放送開始と同時に、「氷菓」のコミックス第1巻が発売されました。少年エース連載分ですが、実際には今月発売の6月号掲載分も収録されています。放送開始に合わせてコミックス1巻を出したいという角川の意向でしょう。作者のタスクオーナさんは大変だったでしょうね。
さて、内容ですが文句のつけようもありません。タイアップ企画なのでキャラデザをアニメに握られた状態ではありますが、その上でアニメでは動きと背景の作り込みの印象が強烈であるのに対して、動きのないコミックス版ではむしろ原作通りのしっとり感が出ています。台詞に関しても尺の制限がない分、重要な台詞をきちんと解釈してコマに落としている作品で、こんな作品を読めるなんてファンとしては大感激です。
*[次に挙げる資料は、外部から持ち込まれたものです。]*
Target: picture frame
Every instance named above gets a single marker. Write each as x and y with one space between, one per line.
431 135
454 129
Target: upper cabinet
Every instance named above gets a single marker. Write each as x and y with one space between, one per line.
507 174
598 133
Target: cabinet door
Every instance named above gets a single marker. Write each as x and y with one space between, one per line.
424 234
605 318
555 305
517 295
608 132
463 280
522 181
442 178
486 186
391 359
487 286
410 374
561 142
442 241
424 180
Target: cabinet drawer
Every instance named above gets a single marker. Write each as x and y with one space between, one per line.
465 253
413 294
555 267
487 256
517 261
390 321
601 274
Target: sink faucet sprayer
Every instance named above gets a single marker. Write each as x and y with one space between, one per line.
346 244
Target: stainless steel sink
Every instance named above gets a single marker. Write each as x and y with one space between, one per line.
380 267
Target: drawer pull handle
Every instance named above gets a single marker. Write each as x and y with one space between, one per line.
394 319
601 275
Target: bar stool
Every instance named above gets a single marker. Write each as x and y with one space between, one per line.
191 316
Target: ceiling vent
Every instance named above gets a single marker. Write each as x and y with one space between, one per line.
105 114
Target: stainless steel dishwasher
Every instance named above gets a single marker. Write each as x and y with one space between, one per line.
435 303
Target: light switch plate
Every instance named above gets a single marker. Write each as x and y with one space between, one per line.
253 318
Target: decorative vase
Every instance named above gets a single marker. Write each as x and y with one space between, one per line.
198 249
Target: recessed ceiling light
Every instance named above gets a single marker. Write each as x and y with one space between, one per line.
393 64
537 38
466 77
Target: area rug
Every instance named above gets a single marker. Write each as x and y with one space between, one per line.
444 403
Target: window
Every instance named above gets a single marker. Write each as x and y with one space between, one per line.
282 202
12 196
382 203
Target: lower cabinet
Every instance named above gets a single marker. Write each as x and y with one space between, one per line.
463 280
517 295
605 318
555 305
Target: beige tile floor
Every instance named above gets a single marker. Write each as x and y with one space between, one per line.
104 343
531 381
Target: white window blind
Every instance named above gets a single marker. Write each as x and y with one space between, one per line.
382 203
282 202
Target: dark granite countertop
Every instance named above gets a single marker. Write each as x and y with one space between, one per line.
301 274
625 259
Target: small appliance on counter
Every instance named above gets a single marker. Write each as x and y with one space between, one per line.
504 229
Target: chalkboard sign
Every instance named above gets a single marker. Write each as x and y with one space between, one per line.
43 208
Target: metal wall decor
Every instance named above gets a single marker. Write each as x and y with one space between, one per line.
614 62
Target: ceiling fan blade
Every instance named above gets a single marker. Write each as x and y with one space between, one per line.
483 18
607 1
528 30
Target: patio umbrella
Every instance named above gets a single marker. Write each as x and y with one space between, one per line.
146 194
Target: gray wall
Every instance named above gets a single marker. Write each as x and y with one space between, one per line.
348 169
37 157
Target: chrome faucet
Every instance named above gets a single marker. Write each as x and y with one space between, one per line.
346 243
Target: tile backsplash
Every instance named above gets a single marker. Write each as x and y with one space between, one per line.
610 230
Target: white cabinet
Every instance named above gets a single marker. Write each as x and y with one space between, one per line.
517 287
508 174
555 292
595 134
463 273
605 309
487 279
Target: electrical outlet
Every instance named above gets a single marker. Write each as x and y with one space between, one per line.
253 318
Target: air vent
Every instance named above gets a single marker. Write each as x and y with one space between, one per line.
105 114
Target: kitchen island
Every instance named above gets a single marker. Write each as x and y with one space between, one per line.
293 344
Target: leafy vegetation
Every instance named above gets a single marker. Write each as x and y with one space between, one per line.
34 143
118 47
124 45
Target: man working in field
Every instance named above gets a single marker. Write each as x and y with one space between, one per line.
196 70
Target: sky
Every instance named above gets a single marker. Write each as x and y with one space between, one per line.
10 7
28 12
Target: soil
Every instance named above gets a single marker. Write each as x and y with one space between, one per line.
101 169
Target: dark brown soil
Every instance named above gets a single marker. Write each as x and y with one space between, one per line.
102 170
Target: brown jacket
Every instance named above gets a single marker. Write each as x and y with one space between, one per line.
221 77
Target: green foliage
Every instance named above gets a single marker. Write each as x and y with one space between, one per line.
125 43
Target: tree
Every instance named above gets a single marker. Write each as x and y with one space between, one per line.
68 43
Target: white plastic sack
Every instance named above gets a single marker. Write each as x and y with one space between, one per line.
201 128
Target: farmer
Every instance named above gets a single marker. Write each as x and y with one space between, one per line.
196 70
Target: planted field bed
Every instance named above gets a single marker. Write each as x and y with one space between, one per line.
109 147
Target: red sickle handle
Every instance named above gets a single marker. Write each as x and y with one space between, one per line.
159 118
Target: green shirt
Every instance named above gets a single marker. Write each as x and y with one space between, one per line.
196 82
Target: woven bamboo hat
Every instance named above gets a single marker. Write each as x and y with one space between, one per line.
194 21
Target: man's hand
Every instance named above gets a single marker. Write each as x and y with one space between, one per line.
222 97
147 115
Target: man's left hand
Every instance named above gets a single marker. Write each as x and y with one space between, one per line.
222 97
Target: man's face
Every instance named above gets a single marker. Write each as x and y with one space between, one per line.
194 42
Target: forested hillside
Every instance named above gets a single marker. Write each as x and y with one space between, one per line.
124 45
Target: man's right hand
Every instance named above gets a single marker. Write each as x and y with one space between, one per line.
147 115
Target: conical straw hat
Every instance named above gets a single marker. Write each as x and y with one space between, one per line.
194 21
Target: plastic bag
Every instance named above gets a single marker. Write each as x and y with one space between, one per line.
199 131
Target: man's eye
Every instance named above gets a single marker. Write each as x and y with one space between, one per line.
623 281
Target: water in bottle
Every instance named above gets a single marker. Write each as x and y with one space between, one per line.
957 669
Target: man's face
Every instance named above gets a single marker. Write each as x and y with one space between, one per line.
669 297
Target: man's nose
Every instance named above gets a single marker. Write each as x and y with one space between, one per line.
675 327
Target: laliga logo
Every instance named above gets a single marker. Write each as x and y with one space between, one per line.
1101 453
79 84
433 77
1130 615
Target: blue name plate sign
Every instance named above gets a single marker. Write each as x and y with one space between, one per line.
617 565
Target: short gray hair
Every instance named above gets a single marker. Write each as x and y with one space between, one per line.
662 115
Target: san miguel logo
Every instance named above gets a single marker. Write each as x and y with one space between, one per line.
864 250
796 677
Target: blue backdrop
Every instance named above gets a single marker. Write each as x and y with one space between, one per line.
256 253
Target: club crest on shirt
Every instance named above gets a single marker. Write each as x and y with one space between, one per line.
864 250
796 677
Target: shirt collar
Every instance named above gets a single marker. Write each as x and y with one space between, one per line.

タスクオーナさんによるコミックスは、描写が細かく遊び心に富んでいるのが特徴で、たとえば「愛無き愛読書事件」における、女子高生のシルエットなど、原作既読者でかつアニメのキャラ設定をチェックした人なら、思わずニヤニヤするでしょうし、同解決編の最後のページの左にある余白ページの一コマなども、イヒヒと笑ってしまいました。
また、コミカルなところはコミカルに、深刻な所は深刻に描かれたメリハリのあるストーリー運びも楽しい部分です。「不毛です」の下りの千反田さんの表情の変化だとか、「お前達なら本を読む以外にどんな風に使う?」という問いに対する各人の返事のイメージも楽しかったですね。摩耶花酷いよ、図書委員なのに。
というわけで、コミックス版「氷菓」第1巻は米澤ファンに安心してお勧めできる一冊となっております。